The folder names are underscore delimited column data. E.g. "alaska-
cruise-2013_2013-07-27_5th Anniversary Alaska
Cruise_critters,cruise,hiking,juliet,travel" => "alaska-cruise-2013" is the
permalink, 2013-07-27 is the start date, "5th Anniversary Alaska Cruise" is
the gallery title, and the rest of the comma-separated words are tags for
filtering, e.g.
[http://chir.ag/gallery/tag/cruise](http://chir.ag/gallery/tag/cruise). I have
a few local scripts to resize the raw photos and rsync everything with the
server.

It's really not complicated code. Pretty simple stuff that anyone with half a
year of coding experience can build. I have been taking and sharing photos on
my 'blog since late 2001. I have tried many, many things over time and finally
settled on the current method. While my gallery looks/works very simply, it
has taken years to refine this exact strategy. I LOVE the Boston Big Picture
view and always wanted that.
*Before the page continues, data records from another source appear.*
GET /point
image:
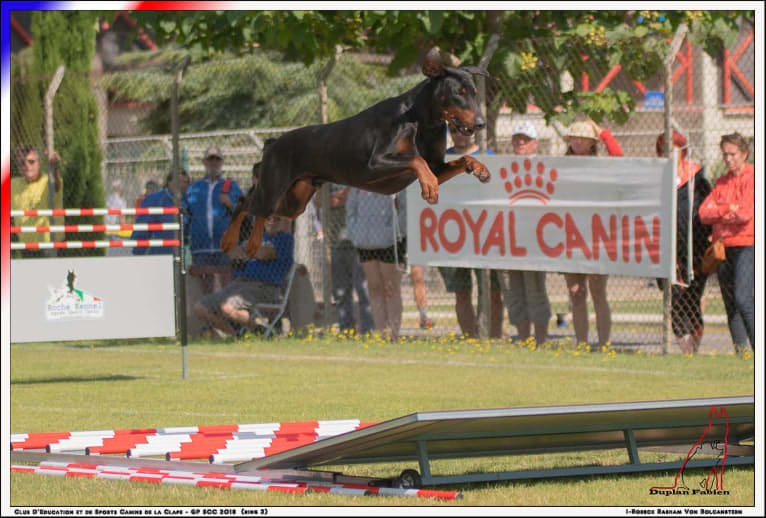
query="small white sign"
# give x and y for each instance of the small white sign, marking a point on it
(69, 302)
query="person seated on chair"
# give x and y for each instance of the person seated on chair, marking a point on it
(254, 281)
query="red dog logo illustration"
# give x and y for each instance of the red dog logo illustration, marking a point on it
(716, 472)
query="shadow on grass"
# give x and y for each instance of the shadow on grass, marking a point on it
(74, 379)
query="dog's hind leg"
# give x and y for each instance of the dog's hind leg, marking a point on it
(294, 201)
(231, 236)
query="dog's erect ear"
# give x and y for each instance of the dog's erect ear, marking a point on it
(476, 71)
(433, 66)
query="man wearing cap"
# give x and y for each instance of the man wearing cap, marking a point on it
(582, 139)
(208, 204)
(457, 280)
(526, 298)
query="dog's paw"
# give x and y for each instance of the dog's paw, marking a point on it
(477, 169)
(430, 191)
(227, 245)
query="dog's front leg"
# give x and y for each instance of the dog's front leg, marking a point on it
(429, 184)
(256, 236)
(466, 164)
(478, 169)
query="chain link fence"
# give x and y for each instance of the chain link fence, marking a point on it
(237, 104)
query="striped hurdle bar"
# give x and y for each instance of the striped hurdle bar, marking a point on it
(140, 243)
(221, 480)
(216, 443)
(95, 212)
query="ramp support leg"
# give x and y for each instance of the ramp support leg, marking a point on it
(425, 468)
(630, 442)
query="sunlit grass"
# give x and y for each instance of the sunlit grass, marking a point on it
(138, 384)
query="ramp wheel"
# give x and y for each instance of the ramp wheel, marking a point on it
(409, 478)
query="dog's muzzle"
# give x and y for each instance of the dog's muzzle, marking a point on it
(479, 124)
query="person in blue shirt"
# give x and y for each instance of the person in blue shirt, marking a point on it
(458, 280)
(208, 204)
(256, 280)
(160, 198)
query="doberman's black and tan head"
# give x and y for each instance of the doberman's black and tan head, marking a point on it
(455, 93)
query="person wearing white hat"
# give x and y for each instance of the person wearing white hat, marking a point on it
(116, 201)
(524, 138)
(208, 203)
(582, 139)
(526, 298)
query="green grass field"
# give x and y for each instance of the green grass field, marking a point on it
(110, 385)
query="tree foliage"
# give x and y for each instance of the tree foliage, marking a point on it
(258, 90)
(75, 111)
(638, 40)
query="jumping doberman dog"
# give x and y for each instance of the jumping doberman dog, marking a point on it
(381, 149)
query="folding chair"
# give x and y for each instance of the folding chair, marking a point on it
(277, 309)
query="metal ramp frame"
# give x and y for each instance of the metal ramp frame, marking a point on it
(427, 436)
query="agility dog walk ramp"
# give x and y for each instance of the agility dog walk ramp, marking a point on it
(717, 424)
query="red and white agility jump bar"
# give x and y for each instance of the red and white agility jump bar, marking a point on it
(221, 480)
(139, 243)
(97, 228)
(95, 212)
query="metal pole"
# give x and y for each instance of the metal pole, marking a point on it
(180, 267)
(667, 302)
(485, 302)
(324, 193)
(49, 95)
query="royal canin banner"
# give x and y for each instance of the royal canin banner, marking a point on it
(558, 214)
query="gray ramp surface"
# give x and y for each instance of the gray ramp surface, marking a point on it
(526, 430)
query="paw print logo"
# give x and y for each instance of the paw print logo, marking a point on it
(526, 181)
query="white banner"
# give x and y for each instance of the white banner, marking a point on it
(83, 298)
(558, 214)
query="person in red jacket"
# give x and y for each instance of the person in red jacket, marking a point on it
(582, 139)
(729, 209)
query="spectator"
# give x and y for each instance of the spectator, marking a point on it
(30, 192)
(526, 298)
(347, 273)
(582, 139)
(149, 187)
(686, 298)
(161, 198)
(729, 209)
(371, 228)
(256, 280)
(458, 280)
(208, 204)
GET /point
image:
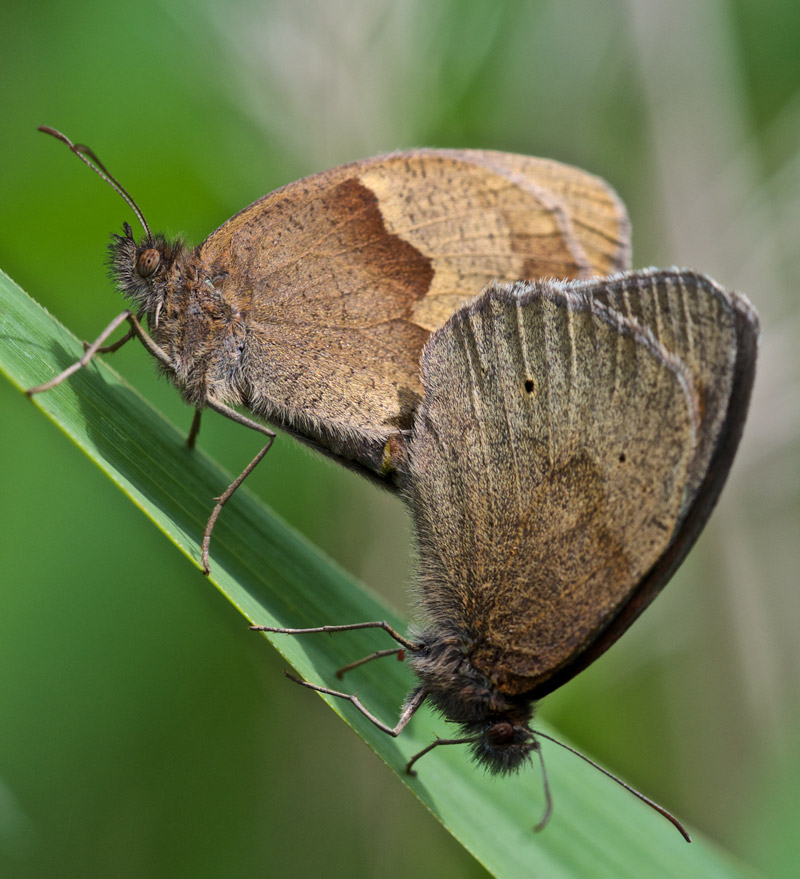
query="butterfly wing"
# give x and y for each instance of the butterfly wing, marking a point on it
(553, 466)
(341, 276)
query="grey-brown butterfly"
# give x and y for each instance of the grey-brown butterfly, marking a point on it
(571, 443)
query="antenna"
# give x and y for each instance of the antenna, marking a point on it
(653, 805)
(87, 156)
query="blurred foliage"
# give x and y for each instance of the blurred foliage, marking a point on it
(163, 740)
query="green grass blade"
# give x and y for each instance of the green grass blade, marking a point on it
(275, 577)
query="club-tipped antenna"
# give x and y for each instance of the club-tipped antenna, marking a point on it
(548, 799)
(653, 805)
(87, 156)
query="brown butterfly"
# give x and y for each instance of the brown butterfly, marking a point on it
(310, 307)
(571, 443)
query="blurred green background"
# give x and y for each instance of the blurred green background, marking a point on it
(166, 742)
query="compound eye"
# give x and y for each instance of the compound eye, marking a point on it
(148, 261)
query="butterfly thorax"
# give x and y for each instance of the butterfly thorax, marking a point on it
(201, 333)
(500, 724)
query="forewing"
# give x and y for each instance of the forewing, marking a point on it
(548, 471)
(342, 275)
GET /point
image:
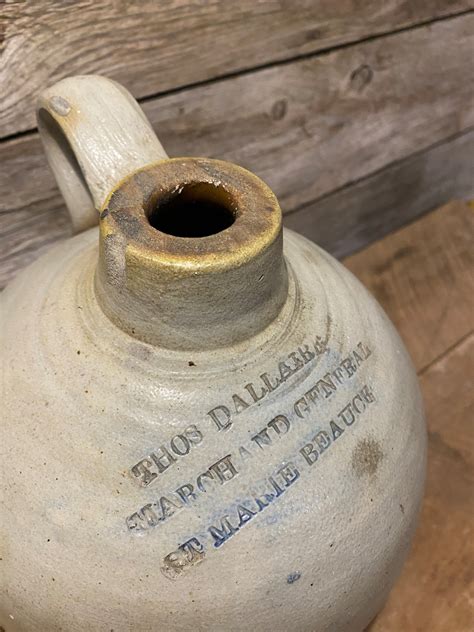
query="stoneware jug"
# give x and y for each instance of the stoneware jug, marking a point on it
(208, 423)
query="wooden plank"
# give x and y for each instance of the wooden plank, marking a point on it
(307, 127)
(436, 589)
(423, 277)
(350, 219)
(153, 46)
(340, 223)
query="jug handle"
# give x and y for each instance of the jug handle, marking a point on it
(94, 134)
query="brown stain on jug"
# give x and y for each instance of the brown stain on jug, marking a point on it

But I also like the thumbnails to jump. I love
clicking on the left/right of a pic to advance but I also like to scroll
up/down if needed. Sorting gallery by name vs. date, filtering similar albums
by tags, and of course captioning without using a text file or DB were things
I always wanted but didn't want to deal with a complicated system. I re-did my
gallery after our Alaska trip and have been very happy ever since.

------
PavlovsCat
This is _so_ smooth. Wow. It's been a while since I saw something labelled as
"stunning" actually stun me.

The ability to tag photos and a commenting system would make it just perfect.
Maybe an RSS feed for photos and comments, too?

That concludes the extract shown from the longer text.